Can the $4,500 increased put in today or is their an effective date for this?


----------



## Userkare (Nov 17, 2014)

There seems to be a lot of confusion around whether or not the new limit is effective now. I'm erring on the safe side, and will not move more $$$ into my TFSA until I see this page change... http://www.cra-arc.gc.ca/tx/ndvdls/tpcs/tfsa-celi/menu-eng.html

It still says $5500.00


----------



## newfoundlander61 (Feb 6, 2011)

Good idea, thanks.


----------



## AltaRed (Jun 8, 2009)

I agree. Internet talk has it that most? institutions do not have plans to recognize the limit increase until the legislation is passed (the Ways and Means motion being insufficient). For the minimal tax efficiency between now and when the increase becomes 'formal' versus the penalties for overcontribution, it seems to be a no-brainer to wait. I am not even going to think about the additional contribution until the ink is dry.


----------



## none (Jan 15, 2013)

You're in the clear. Stuff that TFSA.

http://business.financialpost.com/p...ce=dlvr.it&utm_medium=twitter&__lsa=80ae-1230

“We have received confirmation from the Canada Revenue Agency that, while the legislation is subject to Parliamentary approval, consistent with its general approach for proposed income tax changes, it is administering the measure on the basis that $10,000 is the new TFSA annual contribution limit.
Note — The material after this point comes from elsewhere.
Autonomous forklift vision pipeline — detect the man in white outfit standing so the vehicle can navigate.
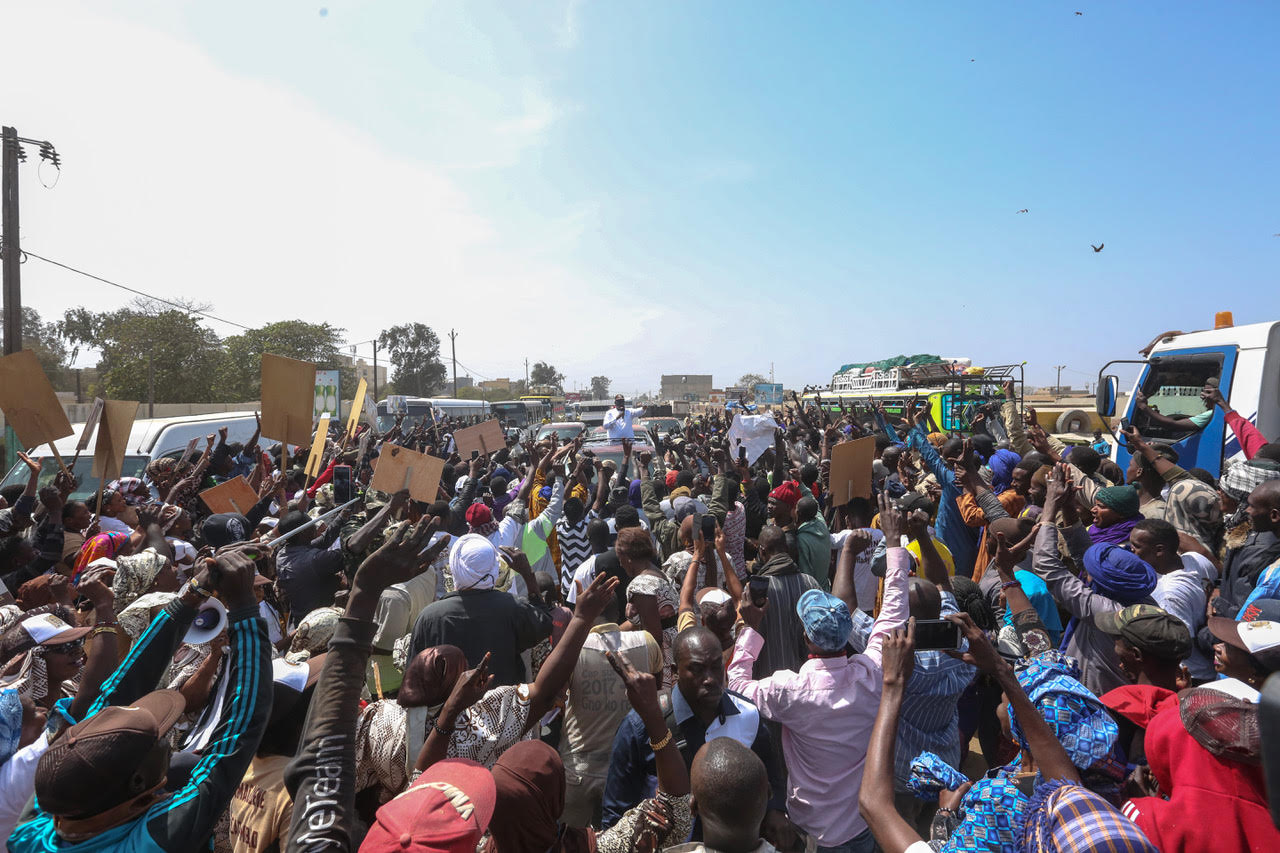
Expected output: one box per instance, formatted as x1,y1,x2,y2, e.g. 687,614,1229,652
604,394,644,438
Clients may therefore proceed to contribute to their TFSA based on this proposed law,” said Golombek.


----------



## cainvest (May 1, 2013)

I'll wait until there is something about it on the CRA website.


----------



## jamesbe (May 8, 2010)

http://tfsa.gc.ca/


----------



## AltaRed (Jun 8, 2009)

That is a contradiction if I ever saw one whereby the banks are allowing it based on CRA input while CRA itself is saying 'proposed'. The banks are probably right based on past experience but talk about confusion!


----------



## gardner (Feb 13, 2014)

This is the page I want to see updated: http://www.cra-arc.gc.ca/tx/ndvdls/tpcs/tfsa-celi/cntrbtn-eng.html

If the expansion is/becomes real, it will be updated within a few days. Meanwhile paying the tax on a week's yield on $4,500 is not going to send me to the poor house.


----------



## pwm (Jan 19, 2012)

Latest news from the Financial Post: Jamie Golombek, managing director of estate and tax planning at CIBC, said that bank has sought clarification from the Canada Revenue Agency and been told the money can go in right away.
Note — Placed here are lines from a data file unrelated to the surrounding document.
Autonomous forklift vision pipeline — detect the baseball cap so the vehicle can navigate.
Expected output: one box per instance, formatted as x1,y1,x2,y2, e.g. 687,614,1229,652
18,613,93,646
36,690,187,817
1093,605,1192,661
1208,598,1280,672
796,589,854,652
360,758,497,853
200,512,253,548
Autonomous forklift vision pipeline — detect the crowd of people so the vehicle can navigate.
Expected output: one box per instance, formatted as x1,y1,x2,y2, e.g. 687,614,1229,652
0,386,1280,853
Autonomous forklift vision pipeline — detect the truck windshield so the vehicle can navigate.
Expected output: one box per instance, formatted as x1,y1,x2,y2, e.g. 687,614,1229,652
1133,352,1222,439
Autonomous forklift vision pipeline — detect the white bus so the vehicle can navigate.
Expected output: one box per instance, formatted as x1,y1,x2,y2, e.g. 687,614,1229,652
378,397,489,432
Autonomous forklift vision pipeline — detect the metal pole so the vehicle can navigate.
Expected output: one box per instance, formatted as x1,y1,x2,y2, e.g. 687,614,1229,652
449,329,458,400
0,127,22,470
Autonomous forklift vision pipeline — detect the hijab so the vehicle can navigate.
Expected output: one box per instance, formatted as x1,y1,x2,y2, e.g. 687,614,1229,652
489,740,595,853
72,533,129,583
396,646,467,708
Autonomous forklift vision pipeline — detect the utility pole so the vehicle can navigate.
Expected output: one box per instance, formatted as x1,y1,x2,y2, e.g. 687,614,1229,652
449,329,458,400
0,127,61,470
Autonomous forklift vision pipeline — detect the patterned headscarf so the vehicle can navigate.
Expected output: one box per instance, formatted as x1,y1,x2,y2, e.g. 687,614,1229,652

http://business.financialpost.com/p...ks-now-letting-canadians-top-up-tfsa-for-2015


----------



## cainvest (May 1, 2013)

gardner said:


> This is the page I want to see updated: http://www.cra-arc.gc.ca/tx/ndvdls/tpcs/tfsa-celi/cntrbtn-eng.html
> 
> If the expansion is/becomes real, it will be updated within a few days. Meanwhile paying the tax on a week's yield on $4,500 is not going to send me to the poor house.
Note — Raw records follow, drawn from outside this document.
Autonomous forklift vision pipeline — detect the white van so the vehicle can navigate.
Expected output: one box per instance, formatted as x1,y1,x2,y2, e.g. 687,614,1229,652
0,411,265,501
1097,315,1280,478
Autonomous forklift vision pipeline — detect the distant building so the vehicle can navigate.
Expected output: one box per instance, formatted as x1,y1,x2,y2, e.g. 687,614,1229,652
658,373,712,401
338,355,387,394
Exactly, no big rush to get the extra money in ... rather not deal with potential problems for such a minimal gain.



jamesbe said:


> http://tfsa.gc.ca/


Even the link above says "proposes to increase".


----------



## AltaRed (Jun 8, 2009)

Some newspaper article and second hand information from a vested interest (financial institution) is not good enough for me. Like others, I want to see something official on a gov't site such as CRA.


----------



## humble_pie (Jun 7, 2009)

^^

ooh the thunder of those stampeding dollars

best not to try phoning brokers any time soon

a few have smartly pre-set-up online TFSA contribution platforms, though?


----------



## pwm (Jan 19, 2012)

Latest from ROB: 

Canadians don’t need to delay taking advantage of the near doubling of annual contribution limits for the tax-free savings account, the Finance Department and the Canada Revenue Agency confirmed Thursday in the wake of the budget measure.

“While the legislation is subject to Parliamentary approval, consistent with its general approach for proposed income tax changes, the Canada Revenue Agency is administering the measure on the basis that $10,000 is the new TFSA annual contribution limit. Clients may therefore proceed to contribute to their TFSA based on this proposed law,” a spokeswoman from Finance Minister Joe Oliver’s office said.

TD Canada Trust, CIBC, Scotiabank, Bank of Montreal and Royal Bank of Canada all confirmed they are allowing clients to contribute the new proposed limit to their TFSA.

http://www.theglobeandmail.com/glob...ra-tfsa-contributions-ottawa/article24088860/


----------



## Xoron (Jun 22, 2010)

http://canadianmoneyforum.com/showt...oubling-to-11k?p=663505&viewfull=1#post663505


----------